According to the survey, 59% of respondents currently own a residential property (solely or partially), of which the ratio of owning a residential property is the highest in Indonesia (71%), and the lowest in Australia (48%) and Hong Kong (49%).
In general, 52% of respondents plan to buy a residential property in 1-3 years’ time. Compared to those who do not own any residential property (48%), those who have previously solely (57%) or partially (52%) owned a residential property show higher tendencies to buy another property in the following 1-3 years. 33% of those who plan to buy residential property in the next 1-3 years are planning to buy outside of their country and Australia (12%), Malaysia (8%), and Singapore (6%) are the most preferred countries.

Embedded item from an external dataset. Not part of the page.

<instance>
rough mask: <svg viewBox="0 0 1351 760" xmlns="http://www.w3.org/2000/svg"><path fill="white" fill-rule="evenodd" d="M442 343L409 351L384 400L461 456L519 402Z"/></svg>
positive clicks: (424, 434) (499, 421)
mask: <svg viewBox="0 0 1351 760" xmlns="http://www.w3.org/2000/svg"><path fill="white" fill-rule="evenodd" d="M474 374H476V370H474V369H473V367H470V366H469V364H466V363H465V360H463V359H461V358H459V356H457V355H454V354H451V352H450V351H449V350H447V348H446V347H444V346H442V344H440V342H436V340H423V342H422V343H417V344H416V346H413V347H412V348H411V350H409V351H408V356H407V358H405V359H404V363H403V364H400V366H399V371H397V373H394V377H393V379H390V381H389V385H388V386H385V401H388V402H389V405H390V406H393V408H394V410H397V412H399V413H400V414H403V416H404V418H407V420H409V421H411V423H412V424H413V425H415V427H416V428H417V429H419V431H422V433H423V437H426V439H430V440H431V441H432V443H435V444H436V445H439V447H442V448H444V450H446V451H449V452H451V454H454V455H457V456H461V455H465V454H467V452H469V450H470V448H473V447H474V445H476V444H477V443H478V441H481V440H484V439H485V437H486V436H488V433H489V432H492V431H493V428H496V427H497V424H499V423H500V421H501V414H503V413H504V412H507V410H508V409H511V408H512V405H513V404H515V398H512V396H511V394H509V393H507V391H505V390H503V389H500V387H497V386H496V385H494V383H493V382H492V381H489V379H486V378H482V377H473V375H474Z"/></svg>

In regards to funding the purchase of a property, most of the respondents prefer buying ‘with their own savings’ (54%), and 43% consider ‘home mortgage’ as the best method. Across Asia Pacific, most Thai people prefer buying ‘with their own savings’ (62%), and most Australians prefer to use ‘home mortgage’ (62%), while only 14% of Thai people prefer ‘home mortgage’.
Among the 48% of respondents who are not planning on buying residential property in the next 1-3 years, most of them explain that they cannot afford to buy a residential property at the moment (46%), and 23% do not plan on buying because they already solely/partially own a residential property. The response ‘cannot afford buying a property at the moment’ is shown more in younger age group (60% in age group 18-24 years old) rather than in older age group (28% in age group 55+), whilst the response ‘already solely / partially own a residential property’ is shown more in older age group (35% in age group 55+) rather than in younger age group (6% in age group 18-24 years old). Compared to other countries, Hong Kong topped the list on the response of ‘cannot afford buying a property at the moment’ (55%).
Regarding the pricing of residential property, most of the respondents believe that it is not at all or not really reasonable/affordable (79%). These response was mostly shown in Hong Kong (91%), followed by those from Malaysia (90%) and least to be found in Indonesia (60%) and Thailand (67%). 42% of the respondents who are thinking of using ‘home mortgage’ set their ideal proportion of monthly salary allocated for home mortgage as 20-30%.
To relieve housing problems in their countries, 48% of the respondents expect their government to have tax reductions in order to relieve households’ burden on home mortgage. 48% of them also expect an increase in the amount of government subsidy housing.
This YouGov survey was conducted online among YouGov’s proprietary panelists between 14th and 21st of August 2015.A total of 11,687 people responded to the survey, of which 1,749 were Australians, 1,668 Chinese, 1,139 Hong Kongers, 1,826 Indonesians, 1,792 Malaysians, 1,792 Singaporeans and 1,721 people from Thailand. All data are weighted to be national representative of online population.